Bangladeshi artist (1932–1986)

Rashid Hossain Choudhury (1 April 1932 – 12 December 1986) was a Bangladeshi second generation artist, sculptor, writer and professor. He played a major part in the art movements and improvement in the art-related educational institutions of Bangladesh. He has received numerous awards and recognition for creative contribution and innovative influence. During the 1950s, he had been a significant pioneer in the modern art movement in Bangladesh.

Choudhury received education in fine arts in Madrid and Paris. As such, a western influence can be seen in his uniquely Bengali work. Beside Art Movements, he made particular contribution in fine arts education in Bangladesh, founding the Chittagong Art College.

His works can be seen displayed across the world, by both public and private institutions.

== Family, early life and education ==
Choudhury was born on 1 April 1932, at Haroa, Faridpur District (now under Rajbari district).
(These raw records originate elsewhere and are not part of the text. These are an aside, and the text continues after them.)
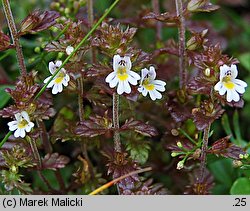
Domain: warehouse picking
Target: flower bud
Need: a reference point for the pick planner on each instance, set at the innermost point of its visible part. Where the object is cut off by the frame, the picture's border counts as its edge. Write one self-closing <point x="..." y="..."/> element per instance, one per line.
<point x="180" y="165"/>
<point x="60" y="55"/>
<point x="69" y="50"/>
<point x="179" y="144"/>
<point x="192" y="44"/>
<point x="237" y="163"/>
<point x="14" y="169"/>
<point x="37" y="49"/>
<point x="174" y="154"/>
<point x="193" y="5"/>
<point x="174" y="132"/>
<point x="241" y="156"/>
<point x="207" y="72"/>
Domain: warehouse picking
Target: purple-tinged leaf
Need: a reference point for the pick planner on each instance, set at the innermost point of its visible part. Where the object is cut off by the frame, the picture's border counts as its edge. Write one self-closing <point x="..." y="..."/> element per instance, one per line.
<point x="38" y="21"/>
<point x="54" y="161"/>
<point x="95" y="126"/>
<point x="139" y="127"/>
<point x="224" y="148"/>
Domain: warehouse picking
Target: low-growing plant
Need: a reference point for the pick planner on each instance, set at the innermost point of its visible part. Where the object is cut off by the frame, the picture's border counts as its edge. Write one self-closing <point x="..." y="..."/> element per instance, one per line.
<point x="136" y="101"/>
He was born to a family of zamindars, of the Ratandiya village. His father was Khan Bahadur Yusuf Hossain Choudhury and mother Shirin Nessa Choudhurani. He had nine brothers and four sisters. His uncle Khan Bahadur Alimuzzaman Choudhury was the board president of Faridpur district during that time. The Alimuzzaman Bridge, in Faridpur is named after his uncle. His father and brother were both members of parliament in Bangladesh.

His education started in a primary school of his village. Later he studied in Rajanikanto High School, Alimunzzaman High School and Park Circus School in Kolkata. He sat for his matriculation examination in 1949. He had a common friend with Zainul Abedin and Quamrul Hassan, whose suggested that he enroll in Art College, which is now known as Institute of Fine Arts, University of Dhaka. He graduated the BFA examination in 1954 with first class. After his graduation, he went to the city of Madrid in Spain in 1956 on scholarship and studied there for one year. In 1960, he went to Paris on a four-year scholarship and received higher education in Fresco, Tapestry, and Sculpture. He studied under the supervision of Artist Jean Ojam'. He went to the USA in 1975 after being awarded the Leadership Grant by the US government.
In 1969, the University of Chittagong included Fine Arts in the curriculum with the
support of Rashid Chowdhury. Moreover, he played an immense role in establishing
Artist Rashid Choudhury Chittagong Government Fine Arts College in 1973. Following the initiative taken by Shipacharya Zainul Abedin, Rashid Chowdhury played a very commendable role in founding a formal institution to study Fine Arts in Bangladesh.

During his studies in Paris, he met and fell in love with a fellow student, Annie Grangier. They married in Paris in 1963 and had twin daughters: Shirin and Therese, named after their two grandmothers. In 1965, they traveled to Bangladesh, where Choudhury did the bulk of his most recognized artistic work.

== Legacy ==
In the Indian subcontinent, he was prominent as a tapestry artist, for which he is best known. Besides tapestry art, he also worked on oil painting, tempera, water painting and various other media. At home and abroad, he worked on many tapestry pieces for both governmental and private clients. For outstanding contribution in the tapestry industry, he was awarded the Ekushey Padak in 1977 which was then the highest civilian award in Bangladesh. He was also awarded the Bangladesh Shilpakala Academy Award in 1980.

His Tapestry has recently been on display at the Metropolitan Museum of Art New York City.